Wow, lots of topics. But I will keep writing thanks to Kelly and Chris for the re-inspiration into blog-dom!!

With love,

Rob

Tuesday, July 14, 2009

Kelly has inspired me!

I have been off the blog lately, but not because I have nothing to write about. Just got out of practice. But Kelly and her posts have got my mojo going again. I do miss keeping up with how everyone is doing, so I am going to get back into it.

Just a shortie tonight, as it is LATE!!!

Jen and I have been doing a stationary bike at NIFS. Jen much more than me, but thanks to her I am into it as well and it is GREAT. It's called the Expresso, and it has 30 different virtual courses you can do, and some of them are butt-busters! I never dug cycling, but this has me a little stoked. I will write more about it later.....other topics I want to cover:

Me and Jen thinking pretty seiously about having a kid.

My Mom turning 80.

How my mind feels at 43, and how my body feels. And how my mind sometimes THINKS my body feels! ha ha! that's a good thing to ponder......

gotta sleep. More soon! Hope to see more of you good people!

-Rob

Thursday, June 11, 2009

The Summer Sweat Teaches me why the song says, "Don't Fear the Reaper"

So it's been two classes back on the mat in Indy. And the teperature has been getting higher....and with it my mat is gettin' slippery-er!!! And I love it.



There is something about the heat and humidity that opens me up like a waterfall in the summer. And during the other months I take much longer to start a sweat in class. I think this is due to my aerobic work. I don't know if this is usual, but it seems that the more I have been able to raise my aerobic capacity, the longer it takes me to break a good sweat. But in summertime yoga, I sweat more than I think I ever have in my life.



And the feeling at the end of a class where I have literally left a puddle on the mat, and the floor around it, is amazing. Completely spent and a feeling of euphoria. Oddly enough, I feel like it might be what someone feels (or what I HOPE they feel) when they leave this life and move on. A feeling of leaving "it all on the mat" and just letting go. I have heard the "corpse pose" at the end of class is a good comparison for letting attachments go, including the fear of having to let life go. But if leaving this life will be anything like the end of Chris' Saturday class, then I don't have to fear death at all.....it'll be wonderful.

Saturday, June 6, 2009

Back in Indy and on the Mat!!!

We are so happy to be back home! And Chris welcomed us back with a GREAT CLASS this morning.
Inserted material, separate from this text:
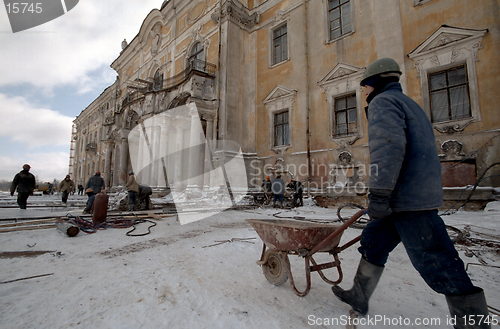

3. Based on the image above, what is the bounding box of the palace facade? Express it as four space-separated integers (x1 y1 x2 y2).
70 0 500 194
A sweat fest, which I have missed with the weather being not hot enough to really "get my sweat on". But today was a dripper, and I look forward to many more.

One thing I am dealing with that I am not too happy about is a bum shoulder. I think I have a problem with my rotator cuff. I need to find a sports doc, and Ginger might have one for me. If anybody else has suggestions, I would welcome them.

But pain or no, I am gonna keep working, get the problem dealt with, and then get right back to the work......and I WILL be careful not to injure myself further!

So nice to see all the folks at yoga today, and come to the WOODRUFF flea market this weekend!